In a normal linear model (with intercept), show that if the residuals satisfy $e_i = a + \beta x_i$, for $i = 1\dots n$, where $x$ is a predictor in the model, then each residual is equal to zero.
I'm not really sure how to do this, I tried writing out $e_i = y_i - \hat{y}_i$; but I wasn't able to get anywhere.

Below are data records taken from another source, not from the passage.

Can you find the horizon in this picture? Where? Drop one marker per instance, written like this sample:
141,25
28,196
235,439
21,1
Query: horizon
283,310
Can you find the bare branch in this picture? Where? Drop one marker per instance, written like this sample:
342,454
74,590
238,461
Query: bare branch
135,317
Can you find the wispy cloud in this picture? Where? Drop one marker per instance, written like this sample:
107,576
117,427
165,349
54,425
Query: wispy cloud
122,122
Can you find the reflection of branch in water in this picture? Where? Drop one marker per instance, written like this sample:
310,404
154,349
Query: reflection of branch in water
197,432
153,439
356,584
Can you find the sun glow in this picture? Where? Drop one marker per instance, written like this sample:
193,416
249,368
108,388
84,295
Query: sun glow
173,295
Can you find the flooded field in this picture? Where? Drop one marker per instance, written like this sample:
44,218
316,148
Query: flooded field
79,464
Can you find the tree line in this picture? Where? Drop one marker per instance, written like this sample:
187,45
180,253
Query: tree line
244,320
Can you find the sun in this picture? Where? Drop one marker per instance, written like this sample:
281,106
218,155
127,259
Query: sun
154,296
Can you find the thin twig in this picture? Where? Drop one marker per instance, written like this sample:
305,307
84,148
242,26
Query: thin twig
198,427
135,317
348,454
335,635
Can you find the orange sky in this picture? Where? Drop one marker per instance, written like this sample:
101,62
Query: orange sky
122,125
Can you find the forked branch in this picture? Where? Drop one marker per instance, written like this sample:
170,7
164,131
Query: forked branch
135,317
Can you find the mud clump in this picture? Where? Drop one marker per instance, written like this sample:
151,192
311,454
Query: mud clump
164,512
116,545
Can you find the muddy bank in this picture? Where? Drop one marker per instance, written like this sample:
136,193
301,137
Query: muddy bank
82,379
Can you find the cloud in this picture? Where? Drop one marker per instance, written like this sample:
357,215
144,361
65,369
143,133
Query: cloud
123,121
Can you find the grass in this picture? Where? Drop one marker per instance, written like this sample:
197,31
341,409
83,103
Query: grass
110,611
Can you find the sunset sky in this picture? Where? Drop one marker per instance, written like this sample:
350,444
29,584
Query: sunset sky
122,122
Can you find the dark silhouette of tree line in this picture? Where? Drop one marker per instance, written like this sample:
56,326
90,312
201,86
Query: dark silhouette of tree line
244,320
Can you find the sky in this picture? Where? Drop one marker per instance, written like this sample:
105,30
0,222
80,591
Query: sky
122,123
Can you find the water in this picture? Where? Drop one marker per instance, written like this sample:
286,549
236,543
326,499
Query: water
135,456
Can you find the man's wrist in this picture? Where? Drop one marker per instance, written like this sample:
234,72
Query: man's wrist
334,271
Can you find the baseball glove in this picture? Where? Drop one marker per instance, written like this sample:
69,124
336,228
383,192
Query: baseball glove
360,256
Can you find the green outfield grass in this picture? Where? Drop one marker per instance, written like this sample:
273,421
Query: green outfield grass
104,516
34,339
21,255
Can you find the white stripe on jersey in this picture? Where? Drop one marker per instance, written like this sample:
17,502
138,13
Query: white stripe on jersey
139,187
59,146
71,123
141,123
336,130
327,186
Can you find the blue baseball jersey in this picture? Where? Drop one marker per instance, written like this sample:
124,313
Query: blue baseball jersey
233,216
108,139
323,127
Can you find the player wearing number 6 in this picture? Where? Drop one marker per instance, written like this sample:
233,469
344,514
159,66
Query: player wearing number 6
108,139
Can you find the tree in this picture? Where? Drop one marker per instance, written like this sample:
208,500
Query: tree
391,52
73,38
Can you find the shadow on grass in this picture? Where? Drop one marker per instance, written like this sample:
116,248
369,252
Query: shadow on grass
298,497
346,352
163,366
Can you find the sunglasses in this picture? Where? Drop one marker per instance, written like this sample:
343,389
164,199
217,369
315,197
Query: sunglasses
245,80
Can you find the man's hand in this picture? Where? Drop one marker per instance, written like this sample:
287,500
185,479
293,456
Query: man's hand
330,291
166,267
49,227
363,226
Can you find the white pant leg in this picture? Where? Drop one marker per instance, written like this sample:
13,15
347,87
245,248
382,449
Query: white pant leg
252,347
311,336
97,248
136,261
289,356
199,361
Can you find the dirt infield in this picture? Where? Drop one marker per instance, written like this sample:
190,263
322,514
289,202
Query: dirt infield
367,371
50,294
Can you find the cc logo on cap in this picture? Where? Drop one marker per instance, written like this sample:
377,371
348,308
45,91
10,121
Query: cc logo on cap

If our linear model is given by
$$y_i=w_0+w_1x_i+e_i$$
we can substitute $e_i=\beta_0+\beta_1x_i$ to obtain $$y_i=w_0+w_1x_i+(\beta_0+\beta_1x_i)$$ $$\implies y_i=\left[w_0+ \beta_0\right]+\left[w_1+\beta_1 \right]x_i$$ $$\implies y_i=\tilde{w}_o+\tilde{w}_1x_i+\tilde{e}_i,$$
in which $\tilde{e}_i=0$. Hence, as the error is not random. The model can capture everything that is present in the error. Residual term $\tilde{e}_i\equiv 0.$
Since your regression model has intercept, we can assume, the X matrix for the regression has the form $$ X = \begin{pmatrix} 1 & x_1^T \\ 1 & x_2^T \\ \vdots & \vdots \\ 1 & x_n^T \\ \end{pmatrix} $$
Note that the residual must be orthogonal to every vector in column space of $X$. This is because the predicted value, $\hat{Y} = P_X Y$ (where $P_X$ is the orthogonal projection matrix onto the column space of $X$), and hence the residual vector $e = Y - \hat{Y} = (I - P_X)Y $. So for any vector $c$ of appropriate dimension $$c^T e = (c^T - c^TP_X)Y.$$ Now if $c$ lies in the column space of $X$ then $$P_X c =c$$ or $$c^T = c^T P_X^T = c^T P_X \text{ since $P_X$ is symmetric}$$ and it follows for any $c$ in the column space of $X$ $$c^T e = 0.$$
Now, your condition implies $e$ itself lies in the column space of $X$ and hence must be orthogonal to itself, i.e., $e^Te = \|e\|^2 = 0$, i.e., $e = 0.$